Wenn man sich "cleverer" anstelle, sagte Findl im November auch zum Fall der in Augsburg angeklagten Apothekerin - und ist sich somit mit ihrem Verteidiger einig -, falle solch ein Betrug im bestehenden Abrechnungssystem meist gar nicht auf. Bei der Krankenkasse wurden Mitarbeiter allerdings stutzig, dass ein Zahnarzt Rezepte gegen Schuppenflechte ausstellt. 108 Spritzen hatte sich die 53-Jährige in den Jahren 2019 und 2020 selbst verordnet, mit Blanko-Rezepten und Stempel aus der Praxis ihres Ehemanns. Knapp 5000 Euro kostet eine solche Spritze des Medikaments Stelara.
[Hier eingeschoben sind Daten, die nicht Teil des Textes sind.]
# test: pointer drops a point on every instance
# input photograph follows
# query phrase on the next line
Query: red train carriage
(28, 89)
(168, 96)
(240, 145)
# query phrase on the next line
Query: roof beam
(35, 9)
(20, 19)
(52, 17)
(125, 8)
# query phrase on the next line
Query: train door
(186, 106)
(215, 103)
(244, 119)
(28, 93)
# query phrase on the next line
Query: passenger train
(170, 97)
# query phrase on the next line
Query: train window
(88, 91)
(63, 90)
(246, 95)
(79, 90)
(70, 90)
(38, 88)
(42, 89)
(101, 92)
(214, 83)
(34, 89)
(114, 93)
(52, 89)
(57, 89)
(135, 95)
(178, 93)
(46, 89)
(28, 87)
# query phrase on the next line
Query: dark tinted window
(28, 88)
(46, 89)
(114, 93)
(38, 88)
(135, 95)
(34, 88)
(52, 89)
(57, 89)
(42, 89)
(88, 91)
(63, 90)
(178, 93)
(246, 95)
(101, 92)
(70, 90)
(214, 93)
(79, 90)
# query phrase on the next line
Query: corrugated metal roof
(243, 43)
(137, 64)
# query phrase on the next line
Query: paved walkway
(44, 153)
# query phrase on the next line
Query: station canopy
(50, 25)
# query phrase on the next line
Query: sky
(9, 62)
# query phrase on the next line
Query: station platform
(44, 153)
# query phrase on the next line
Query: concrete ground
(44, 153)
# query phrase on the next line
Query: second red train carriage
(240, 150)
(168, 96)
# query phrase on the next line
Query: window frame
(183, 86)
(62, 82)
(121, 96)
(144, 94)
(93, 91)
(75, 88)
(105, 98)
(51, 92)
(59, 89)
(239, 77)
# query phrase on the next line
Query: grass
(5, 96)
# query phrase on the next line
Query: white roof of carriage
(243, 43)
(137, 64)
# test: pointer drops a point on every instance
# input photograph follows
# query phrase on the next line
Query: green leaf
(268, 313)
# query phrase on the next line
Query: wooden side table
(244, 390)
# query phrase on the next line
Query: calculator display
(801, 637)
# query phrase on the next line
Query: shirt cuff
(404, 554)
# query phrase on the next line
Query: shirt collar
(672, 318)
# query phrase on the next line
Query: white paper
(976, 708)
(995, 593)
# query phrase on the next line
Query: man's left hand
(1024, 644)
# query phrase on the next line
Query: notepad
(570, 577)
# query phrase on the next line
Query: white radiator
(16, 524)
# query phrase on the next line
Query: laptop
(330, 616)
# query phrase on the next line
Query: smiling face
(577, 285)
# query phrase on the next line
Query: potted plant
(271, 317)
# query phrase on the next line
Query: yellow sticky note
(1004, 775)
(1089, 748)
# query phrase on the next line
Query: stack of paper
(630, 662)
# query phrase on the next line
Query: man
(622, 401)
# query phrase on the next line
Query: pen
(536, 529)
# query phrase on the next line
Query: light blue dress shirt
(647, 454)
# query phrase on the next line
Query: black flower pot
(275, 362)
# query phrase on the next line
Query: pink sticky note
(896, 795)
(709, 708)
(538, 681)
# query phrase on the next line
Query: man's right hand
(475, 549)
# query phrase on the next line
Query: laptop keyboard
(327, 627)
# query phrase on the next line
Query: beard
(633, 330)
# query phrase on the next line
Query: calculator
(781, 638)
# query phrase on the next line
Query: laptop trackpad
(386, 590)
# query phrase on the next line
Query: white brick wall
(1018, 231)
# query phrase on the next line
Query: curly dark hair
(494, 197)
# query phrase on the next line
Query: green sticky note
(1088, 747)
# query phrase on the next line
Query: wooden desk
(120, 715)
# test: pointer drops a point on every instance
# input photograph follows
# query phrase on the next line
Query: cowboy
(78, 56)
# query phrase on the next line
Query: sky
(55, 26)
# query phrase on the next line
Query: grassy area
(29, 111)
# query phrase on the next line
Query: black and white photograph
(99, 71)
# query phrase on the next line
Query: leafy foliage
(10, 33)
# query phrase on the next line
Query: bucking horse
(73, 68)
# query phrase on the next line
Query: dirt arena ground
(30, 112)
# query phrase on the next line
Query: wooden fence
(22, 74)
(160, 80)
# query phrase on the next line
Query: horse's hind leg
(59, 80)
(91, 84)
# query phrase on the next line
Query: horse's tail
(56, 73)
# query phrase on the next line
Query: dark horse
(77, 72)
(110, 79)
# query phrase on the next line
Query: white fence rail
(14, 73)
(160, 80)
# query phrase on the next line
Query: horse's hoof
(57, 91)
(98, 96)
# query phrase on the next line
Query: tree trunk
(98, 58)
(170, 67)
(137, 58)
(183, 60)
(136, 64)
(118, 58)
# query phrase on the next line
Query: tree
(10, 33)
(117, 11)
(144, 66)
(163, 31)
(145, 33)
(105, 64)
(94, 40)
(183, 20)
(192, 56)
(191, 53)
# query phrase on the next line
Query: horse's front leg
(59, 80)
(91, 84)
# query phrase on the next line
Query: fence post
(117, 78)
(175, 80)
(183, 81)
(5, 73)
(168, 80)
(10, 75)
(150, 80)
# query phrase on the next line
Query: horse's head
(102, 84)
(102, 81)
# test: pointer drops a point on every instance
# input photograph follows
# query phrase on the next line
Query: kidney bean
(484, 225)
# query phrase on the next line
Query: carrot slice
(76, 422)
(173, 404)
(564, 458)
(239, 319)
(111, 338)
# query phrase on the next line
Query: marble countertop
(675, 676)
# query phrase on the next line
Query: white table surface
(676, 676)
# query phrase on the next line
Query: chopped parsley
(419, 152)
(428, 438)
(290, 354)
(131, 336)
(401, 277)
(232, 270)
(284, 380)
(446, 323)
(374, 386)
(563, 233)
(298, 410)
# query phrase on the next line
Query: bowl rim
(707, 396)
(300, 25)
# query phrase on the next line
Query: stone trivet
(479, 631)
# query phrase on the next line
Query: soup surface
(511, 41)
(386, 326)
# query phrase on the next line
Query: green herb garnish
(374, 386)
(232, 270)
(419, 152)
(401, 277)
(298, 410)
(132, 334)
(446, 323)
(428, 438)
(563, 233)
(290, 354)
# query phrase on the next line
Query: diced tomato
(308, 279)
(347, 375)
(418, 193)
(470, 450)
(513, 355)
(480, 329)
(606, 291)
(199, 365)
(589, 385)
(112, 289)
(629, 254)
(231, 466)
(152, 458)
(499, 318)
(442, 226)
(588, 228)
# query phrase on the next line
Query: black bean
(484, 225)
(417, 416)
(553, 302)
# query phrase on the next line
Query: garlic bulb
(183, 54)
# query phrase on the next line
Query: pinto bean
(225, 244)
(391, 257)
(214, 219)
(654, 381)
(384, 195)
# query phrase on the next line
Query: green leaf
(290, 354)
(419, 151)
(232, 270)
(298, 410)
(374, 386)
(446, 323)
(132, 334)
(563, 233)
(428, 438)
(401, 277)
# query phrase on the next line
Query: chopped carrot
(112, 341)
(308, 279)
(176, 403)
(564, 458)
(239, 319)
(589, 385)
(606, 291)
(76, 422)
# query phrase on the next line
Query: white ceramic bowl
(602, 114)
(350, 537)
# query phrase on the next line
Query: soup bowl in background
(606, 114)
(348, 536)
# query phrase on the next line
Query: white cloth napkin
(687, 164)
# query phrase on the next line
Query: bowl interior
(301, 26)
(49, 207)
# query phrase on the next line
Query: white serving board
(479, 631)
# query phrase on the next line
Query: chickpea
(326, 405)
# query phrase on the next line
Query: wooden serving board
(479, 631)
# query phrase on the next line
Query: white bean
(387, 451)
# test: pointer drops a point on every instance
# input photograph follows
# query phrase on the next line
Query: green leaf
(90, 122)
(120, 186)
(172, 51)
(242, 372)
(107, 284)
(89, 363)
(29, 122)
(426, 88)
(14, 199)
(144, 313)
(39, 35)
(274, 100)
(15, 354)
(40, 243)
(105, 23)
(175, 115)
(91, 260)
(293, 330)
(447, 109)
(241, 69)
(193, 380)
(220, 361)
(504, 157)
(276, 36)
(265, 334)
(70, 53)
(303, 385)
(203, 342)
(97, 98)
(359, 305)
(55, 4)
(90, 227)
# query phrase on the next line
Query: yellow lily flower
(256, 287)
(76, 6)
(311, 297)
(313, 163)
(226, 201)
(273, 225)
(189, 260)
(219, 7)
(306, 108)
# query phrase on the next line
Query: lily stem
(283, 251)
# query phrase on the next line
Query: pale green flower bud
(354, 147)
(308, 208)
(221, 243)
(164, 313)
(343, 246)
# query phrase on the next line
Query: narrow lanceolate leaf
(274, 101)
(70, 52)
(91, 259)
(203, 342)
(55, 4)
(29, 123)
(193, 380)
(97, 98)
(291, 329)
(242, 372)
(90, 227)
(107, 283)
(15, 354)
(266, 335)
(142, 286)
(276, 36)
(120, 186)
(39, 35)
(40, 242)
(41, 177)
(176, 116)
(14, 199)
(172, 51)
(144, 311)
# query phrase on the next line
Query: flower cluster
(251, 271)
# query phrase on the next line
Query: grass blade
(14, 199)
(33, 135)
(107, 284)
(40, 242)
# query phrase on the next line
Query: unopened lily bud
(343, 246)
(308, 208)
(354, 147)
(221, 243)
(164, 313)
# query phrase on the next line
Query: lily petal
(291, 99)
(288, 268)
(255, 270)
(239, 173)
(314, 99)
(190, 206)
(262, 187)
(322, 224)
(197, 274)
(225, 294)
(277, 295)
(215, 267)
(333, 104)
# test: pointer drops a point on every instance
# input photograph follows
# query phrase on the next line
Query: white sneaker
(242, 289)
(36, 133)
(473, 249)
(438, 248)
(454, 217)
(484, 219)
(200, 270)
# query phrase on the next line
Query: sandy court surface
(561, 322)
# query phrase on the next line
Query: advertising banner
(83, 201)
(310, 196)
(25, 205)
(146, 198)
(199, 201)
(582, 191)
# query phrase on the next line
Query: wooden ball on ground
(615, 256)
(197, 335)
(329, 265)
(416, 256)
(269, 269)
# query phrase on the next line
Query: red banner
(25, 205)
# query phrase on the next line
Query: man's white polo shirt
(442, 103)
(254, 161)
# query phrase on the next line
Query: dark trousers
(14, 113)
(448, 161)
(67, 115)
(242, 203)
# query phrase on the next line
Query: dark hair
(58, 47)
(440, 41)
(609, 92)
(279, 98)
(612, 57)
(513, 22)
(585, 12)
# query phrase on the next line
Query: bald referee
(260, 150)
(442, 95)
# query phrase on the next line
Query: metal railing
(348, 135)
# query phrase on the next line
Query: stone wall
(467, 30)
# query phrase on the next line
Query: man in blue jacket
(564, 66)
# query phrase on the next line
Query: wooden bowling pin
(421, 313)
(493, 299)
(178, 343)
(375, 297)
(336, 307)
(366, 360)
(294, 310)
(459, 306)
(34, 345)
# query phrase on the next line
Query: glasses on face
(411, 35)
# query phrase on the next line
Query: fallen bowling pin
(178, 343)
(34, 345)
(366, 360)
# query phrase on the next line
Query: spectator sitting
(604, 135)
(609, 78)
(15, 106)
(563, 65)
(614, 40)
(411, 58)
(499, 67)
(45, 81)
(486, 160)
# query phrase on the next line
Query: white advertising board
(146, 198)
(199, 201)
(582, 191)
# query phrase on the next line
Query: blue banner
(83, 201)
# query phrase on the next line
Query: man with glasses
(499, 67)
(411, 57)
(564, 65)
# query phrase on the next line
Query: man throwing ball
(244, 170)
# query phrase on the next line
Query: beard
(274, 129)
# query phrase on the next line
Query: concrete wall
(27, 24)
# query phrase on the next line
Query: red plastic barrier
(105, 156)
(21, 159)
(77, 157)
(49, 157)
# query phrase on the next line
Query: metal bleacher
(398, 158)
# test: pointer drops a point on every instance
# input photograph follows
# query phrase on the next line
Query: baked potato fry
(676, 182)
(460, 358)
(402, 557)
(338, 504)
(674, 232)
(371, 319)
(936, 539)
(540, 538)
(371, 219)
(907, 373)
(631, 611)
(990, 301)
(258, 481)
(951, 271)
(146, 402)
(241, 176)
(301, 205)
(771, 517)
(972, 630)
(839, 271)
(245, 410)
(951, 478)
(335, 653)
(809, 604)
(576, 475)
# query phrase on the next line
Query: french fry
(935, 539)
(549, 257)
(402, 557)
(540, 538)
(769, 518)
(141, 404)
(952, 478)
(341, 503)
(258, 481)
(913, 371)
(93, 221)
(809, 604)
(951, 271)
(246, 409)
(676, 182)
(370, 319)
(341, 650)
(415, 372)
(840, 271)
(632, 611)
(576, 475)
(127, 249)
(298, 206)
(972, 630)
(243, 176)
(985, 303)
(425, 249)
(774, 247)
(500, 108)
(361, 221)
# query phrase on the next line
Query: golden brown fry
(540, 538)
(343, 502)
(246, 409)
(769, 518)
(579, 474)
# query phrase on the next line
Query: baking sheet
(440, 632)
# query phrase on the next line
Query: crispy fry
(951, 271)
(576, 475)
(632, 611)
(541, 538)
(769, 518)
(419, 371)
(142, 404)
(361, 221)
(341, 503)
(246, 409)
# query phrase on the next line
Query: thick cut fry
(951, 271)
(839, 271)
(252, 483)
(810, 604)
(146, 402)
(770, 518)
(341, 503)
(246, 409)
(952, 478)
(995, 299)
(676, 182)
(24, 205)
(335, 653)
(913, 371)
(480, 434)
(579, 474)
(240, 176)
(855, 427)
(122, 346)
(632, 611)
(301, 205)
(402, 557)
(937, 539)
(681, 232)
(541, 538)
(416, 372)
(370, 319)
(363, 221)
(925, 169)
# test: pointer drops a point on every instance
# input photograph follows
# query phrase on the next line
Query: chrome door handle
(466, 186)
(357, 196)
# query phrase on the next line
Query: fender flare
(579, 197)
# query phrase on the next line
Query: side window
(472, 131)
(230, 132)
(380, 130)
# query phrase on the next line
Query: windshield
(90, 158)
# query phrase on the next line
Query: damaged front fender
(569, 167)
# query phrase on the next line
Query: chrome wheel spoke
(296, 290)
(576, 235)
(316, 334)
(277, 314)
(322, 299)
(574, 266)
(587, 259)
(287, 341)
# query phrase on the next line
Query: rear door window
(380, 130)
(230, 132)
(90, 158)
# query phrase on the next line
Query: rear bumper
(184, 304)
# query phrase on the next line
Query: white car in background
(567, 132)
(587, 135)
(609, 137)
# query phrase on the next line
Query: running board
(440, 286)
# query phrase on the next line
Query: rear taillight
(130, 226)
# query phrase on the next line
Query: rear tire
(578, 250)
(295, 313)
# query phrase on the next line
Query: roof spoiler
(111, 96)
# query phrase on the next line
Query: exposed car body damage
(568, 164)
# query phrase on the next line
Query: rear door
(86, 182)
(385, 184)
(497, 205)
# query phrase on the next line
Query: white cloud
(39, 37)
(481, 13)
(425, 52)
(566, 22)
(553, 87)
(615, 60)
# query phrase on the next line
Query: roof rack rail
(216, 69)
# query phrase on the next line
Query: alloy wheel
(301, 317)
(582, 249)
Die Frau leidet nach eigener Aussage tatsächlich an Schuppenflechte, benutzt hat sie das Medikament dennoch kaum. Stattdessen nahm sie das Geld ihrer Krankenkasse und hielt sich damit offenbar über Wasser. Sie war bereits mit einer Apotheke insolvent geworden, öffnete dennoch wieder ein Geschäft in Neu-Ulm, das inzwischen geschlossen hat, und nutzte das Einkommen aus dem Betrug wohl, um ihre Schulden abzutragen und ihre Mitarbeiter zu bezahlen. Sie habe, das betont ihr Verteidiger, nicht in Luxus gelebt.

Die Frau gab ihre Approbation von sich aus zurück

Eine Mitarbeiterin der Krankenkasse sagte im Zuge des Prozesses, dass es für Versicherer nicht möglich sei, alle Verordnungen zu überprüfen. Es werde relativ schnell gezahlt, rekapitulierte die Staatsanwältin in ihrem Plädoyer, damit das Gesundheitssystem laufe. "Deshalb vertrauen die Krankenkassen darauf, dass alle ihre Verpflichtungen einhalten." Besonders häufig gibt es jedoch derzeit Verdachtsfälle auf Betrug bei Corona-Tests, jedes dritte Verfahren der ZKG spielt in diesem Feld. Viele Ermittlungen - die meisten bei der ZKG lauten auf Betrug - richten sich auch gegen Ärzte, jeweils zehn Prozent gegen Physiotherapeuten und Pflegedienste.

"Sie haben das Vertrauen der Gesellschaft und der Krankenkassen missbraucht", rügt der Vorsitzende Richter die Angeklagte in seiner Urteilsbegründung. Eine Strafe, die zur Bewährung ausgesetzt werden könnte, wäre deshalb "das falsche Zeichen" gewesen. Dennoch bleibt das Gericht mit seiner Strafe von drei Jahren Haft weit unter der Forderung der Staatsanwältin, die vier Jahre und sechs Monate als schuldangemessen betrachtet hatte.

Das Gericht erkennt unter anderem an, dass die Apothekerin früh und vollumfänglich geständig war und inzwischen mehr als die Hälfte des Schadens zurückgezahlt hat. Sie habe auch selbst erkannt, dass sie "charakterlich nicht befähigt" sei, eine Apotheke zu führen, weshalb sie einem Berufsverbot zuvorkam und ihre Approbation zurückgab. In die Haftstrafe wird auch ein Urteil des Amtsgerichts Neu-Ulm aus dem Sommer eingerechnet: Dort ist die 53-Jährige bereits verurteilt worden, weil sie verschreibungspflichtige Schmerzmittel illegal verkauft hatte.